Smart IoT devices, smartphones, and wearables are penetrating every aspect of our daily lives. These devices are equipped with various sensing modalities, including video, audio, inertial sensors, lidars, etc., that enable multiple sensing applications. Research has shown that rather than operating each sensor in isolation, combining information from multiple sensing streams boosts performance. This method is known as multimodal sensor fusion and Human Activity Recognition(HAR) is one of the applications that benefit from using multiple sensors. In recent years, deep learning algorithms have been shown to achieve high accuracies in HAR using multimodal sensor data. However, in order to design a reliable HAR system, the following challenges still need to be addressed. The first challenge is the heterogeneity of the sensing devices. This arises as the set of devices monitoring a person may vary over time or the devices might have different sampling frequencies. And the second challenge is deep neural networks (DNNs) are considered black boxes because studying their structure often provides little to no insight into the actual underlying mechanics. It is hard to look "into" the network and ascertain why the model selects specific features over others during training, thereby making the predictions from the DNNs not trustworthy to the end-users. This lack of trust prevents the adoption of DNN models in health-related applications and other high-stakes applications where sensitive decisions mandate a sufficient accompanying explanation. Therefore, this dissertation proposes methods to generate accurate predictions robust to the heterogeneity of devices by making opportunistic use of information from available devices and providing human-understandable explanations accompanying each prediction to the end-users.
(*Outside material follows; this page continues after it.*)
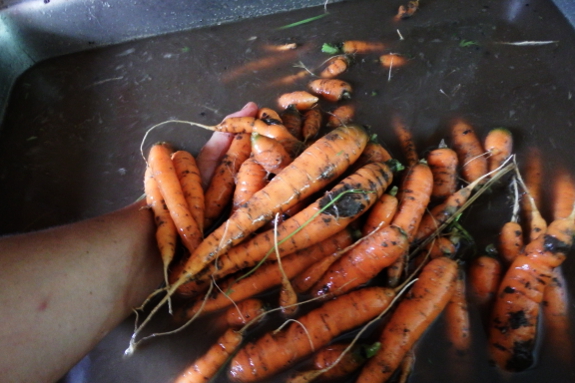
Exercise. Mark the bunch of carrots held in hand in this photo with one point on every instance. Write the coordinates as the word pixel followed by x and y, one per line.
pixel 318 209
First, we propose a solution to address the challenges related to the heterogeneity in sensor devices for activity recognition in our work 'SenseHAR.'We design a scalable deep learning-based solution in which each device learns its own sensor fusion model that maps the raw sensor values to a shared low dimensional latent space which we call the `SenseHAR'-a virtual activity sensor. The virtual sensor has the same format and behavior regardless of the subset of devices, sensors availability, sampling rate, or device location. \emph{SenseHAR} helps machine learning engineers to develop their application-specific (e.g., from gesture recognition to activities of daily life) models in a hardware-agnostic manner based on this virtual activity sensor.
Next, we address the issue of explainability for activity recognition in deep learning models. We first identify the most preferred post-hoc explanation technique for classification tasks across different modalities from an end-user perspective. To this end, we conducted a large-scale Amazon Mechanical Turk study comparing the popular state-of-the-art explanation methods to determine which are better for explaining model decisions empirically. Our results show that Explanation by examples was the most preferred type of Explanation. We also offer an open-source library \emph{ExMatchina}, providing a readily available and widely applicable implementation of explanation-by-examples. Then, we focus on interpretable DNN models, especially models that provide concept-based explanations. We proposed \emph{CoDEx}, an automatic Concept Discovery and Extraction module that identifies a rich set of complex concepts from natural language explanations of videos--obviating the need to predefine the amorphous set of concepts. Finally, we introduce \emph{XCHAR}, an Explainable Complex Human Activity Recognition model that accurately predicts complex activities and provides explanations in the form of human-understandable temporal concepts.